By: Elisa Walker, Senior Fellow
Published: June, 2025
Executive Summary
As it marks its 90th anniversary, Social Security is the cornerstone of economic security in the United States. However, it faces a long-term financing gap. Lawmakers will need to address Social Security solvency within less than a decade, as the program’s trust funds are projected to become depleted—and unable to pay full benefits—in 2034. Doing nothing would lead to large benefit cuts and widespread hardship.
Much of the program’s long-term shortfall stems from the legacy costs of paying benefits to early generations of recipients after the program’s inception. More recently, the further deterioration in Social Security’s financial outlook since 1983 is largely due to the rise in earnings inequality that has eroded the program’s tax base, along with a failure to adjust tax rates in recent decades.
While the 1983 amendments are often cited as a model for the present situation—in process if not also in substance—the reality is more complicated. In reality, the commission process was not the success it is often made out to be, and the long-term solution Congress enacted was not a balanced mix of revenues and benefit reductions; rather, it leaned more heavily on benefit reductions. Moreover, the challenges Social Security faces today differ notably from those of 1983, and many of the one-time revenue infusions that were used then are no longer available today. Today’s funding shortfall is also projected to be larger and longer lasting, presenting policymakers and the public with difficult choices.

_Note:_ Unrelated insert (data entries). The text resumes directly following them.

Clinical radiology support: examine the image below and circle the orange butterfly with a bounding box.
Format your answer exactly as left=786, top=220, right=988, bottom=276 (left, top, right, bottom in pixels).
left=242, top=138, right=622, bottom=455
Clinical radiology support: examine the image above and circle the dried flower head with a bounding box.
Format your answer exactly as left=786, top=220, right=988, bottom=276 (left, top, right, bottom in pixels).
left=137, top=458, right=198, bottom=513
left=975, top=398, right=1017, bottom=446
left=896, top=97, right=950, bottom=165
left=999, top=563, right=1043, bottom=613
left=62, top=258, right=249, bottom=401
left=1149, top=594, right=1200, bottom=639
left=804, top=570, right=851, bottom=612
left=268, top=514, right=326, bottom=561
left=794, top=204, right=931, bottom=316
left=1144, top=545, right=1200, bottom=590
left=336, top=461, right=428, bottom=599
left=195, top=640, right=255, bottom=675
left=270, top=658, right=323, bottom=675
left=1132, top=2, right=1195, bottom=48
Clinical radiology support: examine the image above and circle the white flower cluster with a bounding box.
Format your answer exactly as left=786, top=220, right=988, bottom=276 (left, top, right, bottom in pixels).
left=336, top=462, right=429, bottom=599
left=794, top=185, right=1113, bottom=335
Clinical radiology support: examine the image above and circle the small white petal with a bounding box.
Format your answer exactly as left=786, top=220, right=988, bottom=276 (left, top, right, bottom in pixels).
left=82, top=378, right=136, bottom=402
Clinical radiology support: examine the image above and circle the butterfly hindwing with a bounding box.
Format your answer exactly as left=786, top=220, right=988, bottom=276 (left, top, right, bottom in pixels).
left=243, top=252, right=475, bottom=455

Looking to the future, revenue increases for Social Security have strong public support and would allow lawmakers to address solvency without worsening seniors’ economic security. In addition, unless lawmakers adopt a package that would rapidly bring significant revenues into the system in the coming decade, they may need to consider some form of general revenue financing on at least a temporary basis, as a stopgap measure to avoid substantial benefit reductions in 2034. Past examples show that such funding could be structured in a variety of ways, including with temporary or permanent duration, new or existing taxes, and with or without repayment. In particular, general revenue funding could help address some of the legacy costs from the program’s early years.